AA Shenanigan No. 1: Artificially boosting revenue and earnings
AA Shenanigan No. 2: Inflating reported cash flow
AA Shenanigan No. 3: Manipulating key metrics
Whether the goal is preserving a democracy or upholding the integrity of financial reporting, a system of checks and balances is paramount for preventing, uncovering, and punishing improper behavior. And much like the U.S. government, financial reporting has three distinct “branches,” an Income Statement, a Balance Sheet, and a Statement of Cash Flows. When one of these financial statements contains shenanigans, warning signs generally appear on the other ones. Thus, Earnings Manipulation Shenanigans can often be detected indirectly through unusual patterns on the Balance Sheet and the Statement of Cash Flows. Similarly, deciphering certain changes on the Income Statement and the Balance Sheet often can help investors sniff out Cash Flow Shenanigans.

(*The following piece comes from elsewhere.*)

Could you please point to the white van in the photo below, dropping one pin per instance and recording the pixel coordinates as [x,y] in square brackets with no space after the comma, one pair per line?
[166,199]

What Environment Breeds Shenanigans?
Companies with structural weaknesses or inadequate oversight provide a fertile breeding ground for shenanigans. Investors should probe a company’s governance and oversight by asking these basic questions: (1) Do appropriate checks and balances exist among senior executives to snuff out corporate misdeeds? (2) Do outside members of the board play a meaningful role in protecting investors from greedy, misguided, or incompetent management? (3) Do the auditors possess the independence, knowledge, and determination to protect investors when management acts inappropriately? And (4) has the company improperly taken circuitous steps to avoid regulatory scrutiny?
In 2008 executives at India’s information technology giant Satyam decided to acquire a company, Maytas, in a transaction that required board approval. The board met and acquiesced to management’s request, even though the CEO’s sons controlled the target company. Specifically, Satyam’s board approved the recommendation to invest $1.6 billion for 100 percent of Maytas Properties and 51 percent of Maytas Infrastructure. (The word Maytas is Satyam spelled backward—another clue for all you Sherlock Holmeses about the related-party nature of the deal.)

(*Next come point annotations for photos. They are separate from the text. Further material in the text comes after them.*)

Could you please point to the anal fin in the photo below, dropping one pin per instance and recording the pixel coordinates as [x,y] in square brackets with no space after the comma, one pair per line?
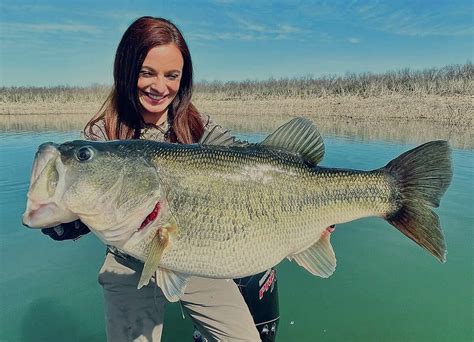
[171,283]
[319,259]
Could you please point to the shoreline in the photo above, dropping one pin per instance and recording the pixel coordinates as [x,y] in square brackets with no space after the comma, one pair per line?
[402,118]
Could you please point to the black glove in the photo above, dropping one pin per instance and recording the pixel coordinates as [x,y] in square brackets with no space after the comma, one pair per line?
[67,231]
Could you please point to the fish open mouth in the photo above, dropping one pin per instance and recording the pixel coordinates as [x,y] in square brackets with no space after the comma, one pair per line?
[151,217]
[42,209]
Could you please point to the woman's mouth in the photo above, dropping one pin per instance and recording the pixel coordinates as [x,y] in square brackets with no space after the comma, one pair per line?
[154,99]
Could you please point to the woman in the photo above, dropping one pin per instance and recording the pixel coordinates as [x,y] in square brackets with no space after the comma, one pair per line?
[151,99]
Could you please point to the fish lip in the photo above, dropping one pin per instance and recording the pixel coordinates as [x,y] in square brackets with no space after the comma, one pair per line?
[37,209]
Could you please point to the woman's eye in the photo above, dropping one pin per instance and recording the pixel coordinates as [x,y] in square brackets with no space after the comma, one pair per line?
[145,74]
[84,153]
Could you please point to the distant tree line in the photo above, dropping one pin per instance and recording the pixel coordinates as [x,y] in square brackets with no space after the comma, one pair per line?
[450,80]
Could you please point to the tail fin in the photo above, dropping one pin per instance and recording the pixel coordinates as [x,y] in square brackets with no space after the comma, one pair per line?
[423,174]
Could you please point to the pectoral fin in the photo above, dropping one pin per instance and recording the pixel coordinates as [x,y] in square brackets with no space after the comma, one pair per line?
[158,244]
[171,283]
[319,259]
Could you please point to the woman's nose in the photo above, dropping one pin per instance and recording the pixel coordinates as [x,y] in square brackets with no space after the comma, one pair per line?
[159,84]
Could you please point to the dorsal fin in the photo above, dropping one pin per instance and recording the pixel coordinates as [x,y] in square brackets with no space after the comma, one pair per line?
[298,136]
[221,137]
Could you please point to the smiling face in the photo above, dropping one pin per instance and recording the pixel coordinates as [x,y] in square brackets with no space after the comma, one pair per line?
[158,81]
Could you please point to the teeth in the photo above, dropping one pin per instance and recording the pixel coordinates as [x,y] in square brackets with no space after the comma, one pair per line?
[155,97]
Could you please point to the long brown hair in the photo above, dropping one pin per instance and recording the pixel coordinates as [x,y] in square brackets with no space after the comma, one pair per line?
[120,112]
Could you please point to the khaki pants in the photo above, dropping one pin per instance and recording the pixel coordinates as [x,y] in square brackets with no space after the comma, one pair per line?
[215,305]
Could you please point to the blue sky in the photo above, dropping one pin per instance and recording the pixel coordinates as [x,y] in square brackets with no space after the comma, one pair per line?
[48,43]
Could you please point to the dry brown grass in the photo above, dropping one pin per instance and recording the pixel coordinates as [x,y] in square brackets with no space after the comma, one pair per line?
[404,105]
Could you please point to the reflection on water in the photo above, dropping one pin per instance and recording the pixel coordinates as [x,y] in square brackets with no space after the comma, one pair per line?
[385,287]
[399,130]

The board should have objected to the acquisition not only because the CEO’s sons controlled the target company but also because it made little sense. Any Satyam director should have been puzzled that the company was proposing to invest $1.6 billion in related-party real estate ventures (certainly not its core business) at a time when its core business was under pressure and additional investments would have likely been better directed toward staving off the competition.
While the board agreed to the acquisition, it was aborted the next day after an investor uproar. Satyam’s CEO later told authorities that the deal was the last attempt to replace Satyam’s fictitious assets with real ones. A sign of a healthy and effective board is when a dissenting view overturns a management-driven consensus. That clearly did not happen at Satyam.
The fraud and collapse of Parmalat, the Italian dairy behemoth, has been referred to as the “Enron of Europe.” While the business and accounting issues differ, both Enron and Parmalat had one obvious similarity: independent auditors missed the fraud.
One intriguing fact in this case concerns Parmalat’s change in its primary auditor from Grant Thornton to Deloitte & Touche. Indeed, Parmalat’s chicanery might have continued longer had it not been for an Italian law that requires companies to switch audit firms every nine years. Deloitte & Touche replaced auditor Grant Thornton in 1999 and may have been the first to scrutinize certain offshore accounts, which turned out not to exist (many of which were still audited by Grant Thornton at the time, as they were not subject to Italian law). As a result, fraudulent offshore entities were exposed, including Bonlat, a Cayman Islands subsidiary of Parmalat and one of the primary vehicles used to hide fake assets.